This is perhaps a mountain of a book that can be categorized as a spectacular piece of literature. You know, sometimes, a grandiose book would appear, and it is grand and spectacular, not simple because of its size, but because it is a magnificent tour de force in all respects. Works such as Thomas Pynchon's V and Roberto Bolaño's 2666 come to mind. I believe The Magic Mountain by Thomas Mann is another one of them. So before I review this book, let me provide the requisite synopsis.
The Magic Mountain takes place in a sanatorium in Davos, in the Swiss Alps. The story is set in the early 20th century, and revolves around Hans Castorp. Hans Castorp heads up to Davos to visit his cousin, Joachim Ziemssen, who has been undertaking treatment in the sanatorium. What initially is planned as a three-week visit ends up to be seven years, as Hans Castorp visits his cousin, develops a sickness of his own worth curing, and interacting with the various characters that are present in his surroundings. People come and go, and characters enter and exit, either temporarily (by heading down to the flat lands) or permanently (by dying).

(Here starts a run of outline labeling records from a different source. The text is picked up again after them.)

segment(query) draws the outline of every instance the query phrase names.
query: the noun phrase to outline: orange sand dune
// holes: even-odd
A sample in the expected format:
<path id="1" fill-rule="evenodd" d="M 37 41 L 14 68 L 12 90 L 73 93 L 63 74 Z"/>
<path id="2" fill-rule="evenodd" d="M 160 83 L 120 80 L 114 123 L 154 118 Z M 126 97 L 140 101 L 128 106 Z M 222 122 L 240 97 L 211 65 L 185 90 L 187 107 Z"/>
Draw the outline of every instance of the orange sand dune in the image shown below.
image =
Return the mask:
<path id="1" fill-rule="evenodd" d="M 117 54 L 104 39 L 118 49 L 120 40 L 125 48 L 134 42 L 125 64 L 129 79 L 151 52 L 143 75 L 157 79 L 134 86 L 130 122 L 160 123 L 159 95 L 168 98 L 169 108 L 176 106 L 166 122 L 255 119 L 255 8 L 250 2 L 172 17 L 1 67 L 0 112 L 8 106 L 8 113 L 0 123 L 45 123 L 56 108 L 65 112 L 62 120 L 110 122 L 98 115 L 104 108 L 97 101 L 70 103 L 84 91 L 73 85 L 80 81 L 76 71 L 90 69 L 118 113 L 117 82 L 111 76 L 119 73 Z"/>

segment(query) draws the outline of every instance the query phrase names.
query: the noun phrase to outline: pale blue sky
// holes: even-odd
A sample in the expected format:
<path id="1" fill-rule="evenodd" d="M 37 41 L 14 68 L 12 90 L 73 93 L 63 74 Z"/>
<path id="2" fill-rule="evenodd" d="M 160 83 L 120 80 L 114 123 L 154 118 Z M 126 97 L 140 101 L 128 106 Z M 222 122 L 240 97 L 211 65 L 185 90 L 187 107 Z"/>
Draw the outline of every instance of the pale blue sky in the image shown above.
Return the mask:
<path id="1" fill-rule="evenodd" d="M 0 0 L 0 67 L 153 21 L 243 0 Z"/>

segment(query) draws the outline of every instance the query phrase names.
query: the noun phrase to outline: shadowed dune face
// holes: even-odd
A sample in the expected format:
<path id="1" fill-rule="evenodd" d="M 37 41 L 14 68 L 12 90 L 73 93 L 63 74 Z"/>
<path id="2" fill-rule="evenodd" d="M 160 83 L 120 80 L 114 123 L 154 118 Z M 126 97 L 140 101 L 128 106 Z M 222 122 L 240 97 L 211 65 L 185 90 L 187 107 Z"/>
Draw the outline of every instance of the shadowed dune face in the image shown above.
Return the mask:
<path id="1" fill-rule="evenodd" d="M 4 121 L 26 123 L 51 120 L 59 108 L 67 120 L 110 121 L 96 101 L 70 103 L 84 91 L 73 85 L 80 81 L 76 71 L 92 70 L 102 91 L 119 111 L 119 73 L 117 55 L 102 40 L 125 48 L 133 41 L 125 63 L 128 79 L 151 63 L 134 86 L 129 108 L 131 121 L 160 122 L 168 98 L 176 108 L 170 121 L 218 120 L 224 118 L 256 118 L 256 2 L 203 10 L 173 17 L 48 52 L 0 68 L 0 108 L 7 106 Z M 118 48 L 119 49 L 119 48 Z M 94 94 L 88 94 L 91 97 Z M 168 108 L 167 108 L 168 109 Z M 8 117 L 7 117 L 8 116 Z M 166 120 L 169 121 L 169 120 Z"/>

So, perhaps the most troubling aspect about this book is about coherence. I have this idea that it is just too big to be a coherent work. I felt the same way with respect to Roberto Bolaño's 2666 as well (however, I think that was the beauty of that work, that it was mysterious and slightly incoherent). For The Magic Mountain, however, it is coherent, but certain bits and pieces make me do a double-take on that factor.
See, I think this is a novel that functions as a vehicle for Mann to illustrate the various philosophies that are prevalent during his day. Characters are actually allegorical and symbolic, and stand as archetypes for different philosophies. Ludovico Settembrini, for example, is the personification of humanism, while Joachim Ziemssen is the person who always follows duty over anything. Naphta, on the other hand, is the radical. And the whole novel is just a dialogue between these different people, as Mann provides an exposition with respect to these different philosophies.